The researchers found that elderly victims of physical abuse suffered more severe injuries than their non-abused counterparts. They also suffered disproportionately from pre-existing medical conditions such as heart disease, dementia and Alzheimer's disease, mental illness and alcohol abuse.
All the key measures of injury severity -- length of hospital stay, treatment in an intensive care unit, assisted breathing, injury severity scores, in-hospital case fatality rates -- were higher in the abuse cases, according to the researchers, and are associated with long-term adverse outcomes.

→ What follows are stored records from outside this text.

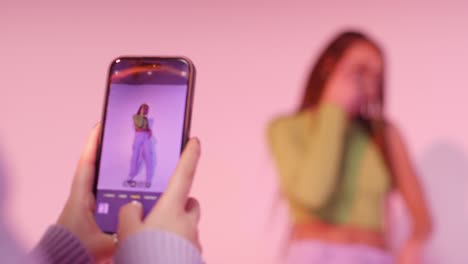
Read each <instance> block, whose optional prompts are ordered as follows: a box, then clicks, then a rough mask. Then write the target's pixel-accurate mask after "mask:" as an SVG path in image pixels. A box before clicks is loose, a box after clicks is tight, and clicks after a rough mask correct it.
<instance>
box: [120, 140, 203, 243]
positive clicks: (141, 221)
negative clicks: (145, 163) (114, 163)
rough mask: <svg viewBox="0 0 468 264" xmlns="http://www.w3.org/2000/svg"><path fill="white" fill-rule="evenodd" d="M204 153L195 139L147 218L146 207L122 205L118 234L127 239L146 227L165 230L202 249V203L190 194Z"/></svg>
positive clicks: (121, 237)
mask: <svg viewBox="0 0 468 264" xmlns="http://www.w3.org/2000/svg"><path fill="white" fill-rule="evenodd" d="M199 157H200V143H199V141H198V140H197V139H191V140H190V141H189V142H188V144H187V146H186V147H185V150H184V152H183V153H182V156H181V158H180V160H179V163H178V165H177V168H176V170H175V172H174V175H173V176H172V178H171V180H170V182H169V186H168V187H167V190H166V191H165V192H164V194H163V195H162V196H161V198H160V200H159V201H158V202H157V203H156V205H155V207H154V208H153V209H152V210H151V212H150V213H149V214H148V215H147V216H146V218H145V220H144V221H143V220H142V218H143V208H142V205H141V204H140V203H139V202H137V201H134V202H131V203H129V204H127V205H125V206H123V207H122V208H121V209H120V212H119V225H118V231H117V234H118V238H119V240H121V241H124V240H125V239H127V238H128V237H129V236H131V235H133V234H135V233H137V232H140V231H142V230H164V231H168V232H172V233H174V234H177V235H179V236H181V237H183V238H185V239H187V240H188V241H190V242H191V243H192V244H193V245H195V246H196V247H197V248H198V249H199V250H201V246H200V242H199V239H198V222H199V220H200V205H199V204H198V202H197V200H195V199H194V198H189V197H188V195H189V192H190V189H191V186H192V181H193V177H194V175H195V170H196V167H197V163H198V159H199Z"/></svg>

In the study, 20 victims of abuse returned to the environment in which the abuse occurred. In the majority of cases, the perpetrator had been arrested, but 17 percent of the victims expressed a desire to return to the perpetrator and not to press charges.
Eighty-five percent of the perpetrators were family members or intimate partners. In most cases, the abuse was not identified until after the admission process or several days into hospitalization.
The failure of medical staff to properly identify abuse victims and contact adult protective services in the majority of cases shows that clinicians need to better understand elder abuse, Friedman said.